The championship decider
Off we went to Japan, then, for Sunday afternoon at the Suzuka Palladium, and in the paddock irreverent jokes abounded. “So that’s what ‘FIA’ stands for,” someone murmured. “‘Ferrari Internal Affairs…”
Never can I recall a championship decider where there was such a common will to see one driver, rather than the other, succeed. It wasn’t a matter of being against Irvine as much as being for justice.
“Jesus, I hope Mika wins it,” said Jacques Villeneuve, “but I wouldn’t want to be in his shoes because in his mind he’s won it, you know – and now he finds he’s at the last race, and behind in the championship again. That’s a very difficult situation for him to be in – he’s bound to feel he’s been had. And Eddie, by contrast, is laughing…”
Some of us had wondered, following the Court of Appeal’s decision, whether McLaren might take cynical advantage of this new ‘5mm tolerance’ – which now apparently applied to all dimensions – to improve its cars’ performance, by raising the wing heights, and so on.
Ron Dennis said not. “If I thought it would be productive to speak my mind, I would, but I think the correct approach is a dignified one, and that’s what we’ve been trying to bring to this weekend.
“I still think that the real loser in all this is our sport. And, whatever the outcome of the race, it won’t change the result of the world championship in my mind. I think a lot of people feel the same way…”
There was no doubt about that. How had Villeneuve felt about the FIA Court of Appeal’s decision? “Well,” he said, after giving it some thought, “you grow up, and you dream, you dream about racing, and about racing being a sport. And then one day the dream stops…”

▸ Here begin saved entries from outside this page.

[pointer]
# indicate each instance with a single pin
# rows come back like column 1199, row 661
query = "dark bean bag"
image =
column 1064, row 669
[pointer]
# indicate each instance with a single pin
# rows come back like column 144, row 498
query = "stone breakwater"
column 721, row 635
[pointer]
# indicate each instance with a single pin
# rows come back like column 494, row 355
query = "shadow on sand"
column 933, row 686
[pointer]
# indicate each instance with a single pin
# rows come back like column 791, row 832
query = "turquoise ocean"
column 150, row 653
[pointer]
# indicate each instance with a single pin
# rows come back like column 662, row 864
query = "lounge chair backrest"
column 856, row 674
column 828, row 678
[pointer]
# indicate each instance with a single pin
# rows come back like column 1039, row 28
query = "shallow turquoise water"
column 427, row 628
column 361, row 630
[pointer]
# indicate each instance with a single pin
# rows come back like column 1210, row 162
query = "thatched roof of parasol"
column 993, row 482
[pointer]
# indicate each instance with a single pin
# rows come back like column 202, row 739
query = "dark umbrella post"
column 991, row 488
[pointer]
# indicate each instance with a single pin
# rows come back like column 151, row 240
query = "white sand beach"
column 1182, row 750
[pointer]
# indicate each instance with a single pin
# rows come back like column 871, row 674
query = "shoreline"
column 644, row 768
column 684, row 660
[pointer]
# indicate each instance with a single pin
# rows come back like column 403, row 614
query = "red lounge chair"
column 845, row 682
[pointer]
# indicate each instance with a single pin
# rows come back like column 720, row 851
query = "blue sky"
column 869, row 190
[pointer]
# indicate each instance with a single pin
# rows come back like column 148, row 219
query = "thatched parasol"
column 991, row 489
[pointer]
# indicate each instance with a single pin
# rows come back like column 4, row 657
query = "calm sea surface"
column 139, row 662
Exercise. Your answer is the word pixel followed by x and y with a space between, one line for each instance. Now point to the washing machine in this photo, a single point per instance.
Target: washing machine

Häkkinen, always at his absolute best under pressure, led Schumacher away from the grid, raising a huge cheer in the press room, and for an hour and a half we willed that McLaren not to fail. Mercifully neither car nor driver missed a beat, so that Mika was world champion – as he had rightly been at Sepang a fortnight earlier – and this time there was no opportunity to play fast and loose with the most important title in motor racing.
Top ten in the 1999 World Championship
1 Mika Häkkinen 76
2 Eddie Irvine 74
3 Heinz-Harald Frentzen 54
4 David Coulthard 48
5 Michael Schumacher 44
6 Ralf Schumacher 35
7 Rubens Barrichello 21
8 Johnny Herbert 15
9 Giancarlo Fisichella 13
10 Mika Salo 10
What a performance, though, what a lot of time and effort – to say nothing of legal fees – had gone intosomehow keeping the world championship alive to the end.
Much easier to award double points at the last race, isn’t it? So much simpler to have it written into the rules. Come November 2014 I’ll give them normal points in Abu Dhabi, and base my world championship on that. I suspect there may be others – as keen as I to minimise farce in Formula 1 – who will do the same.